My sincerest wish is that I am long retired before I lose the fight against the dying of the light. But if it comes earlier, then let me go like Kelley, still in harness.
But when I had a chance to think about Kelley, what I remembered was not the great professional. What I remembered was a great man who would do just about anything for anyone.
In particular, I remember Jim going above and beyond several years ago to help my wife and I do something special for one of our children.
Our son is the world’s biggest Harry Potter nut. Well, he prefers the word scholar. Anything Matthew does not know about J.K. Rowling and her characters is not worth knowing.
Some years ago, Apple came out with an special Harry Potter edition iPod. It was like every other iPod except it had an engraving of the Hogwarts school crest on the back. It was also only available in the United States and only available online, which meant it had to be purchased from and shipped to a U.S. address. And, in the great tradition of Apple, it cost way more than your average iPod.
Our son, of course, was determined to get one. My wife and I discussed it long and hard, and decided to get one for Matthew for Christmas even though it was a lot more than we usually spent on gifts.
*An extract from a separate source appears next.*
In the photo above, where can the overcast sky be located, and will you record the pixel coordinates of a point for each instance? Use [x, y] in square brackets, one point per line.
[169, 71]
But we knew Matthew would treasure it.
The trick was to find someone to order it and take delivery, which is where Jim, who lived near Buffalo, came in. He readily agreed. When it turned out that only the person placing the order could pay for it, he didn’t even hesitate. Jim whipped out his own credit card, in the days when the U.S. dollar was worth at least $1.50 Canadian, and placed the order, which was several hundred dollars.
Jim also wouldn’t hear of me driving down to Buffalo to pick up the iPod. He brought it with him to Toronto on one of the weeks he was co-host with Bob McCown on Prime Time Sports on the Fan 590 and delivered it. I paid him back but by that time the purchase price was sitting on his credit card balance for at least three or four weeks.
Matthew was over the moon on Christmas morning. He still uses his Hogwarts iPod and it is still in mint condition.
Thank you Jim; there aren’t many like you.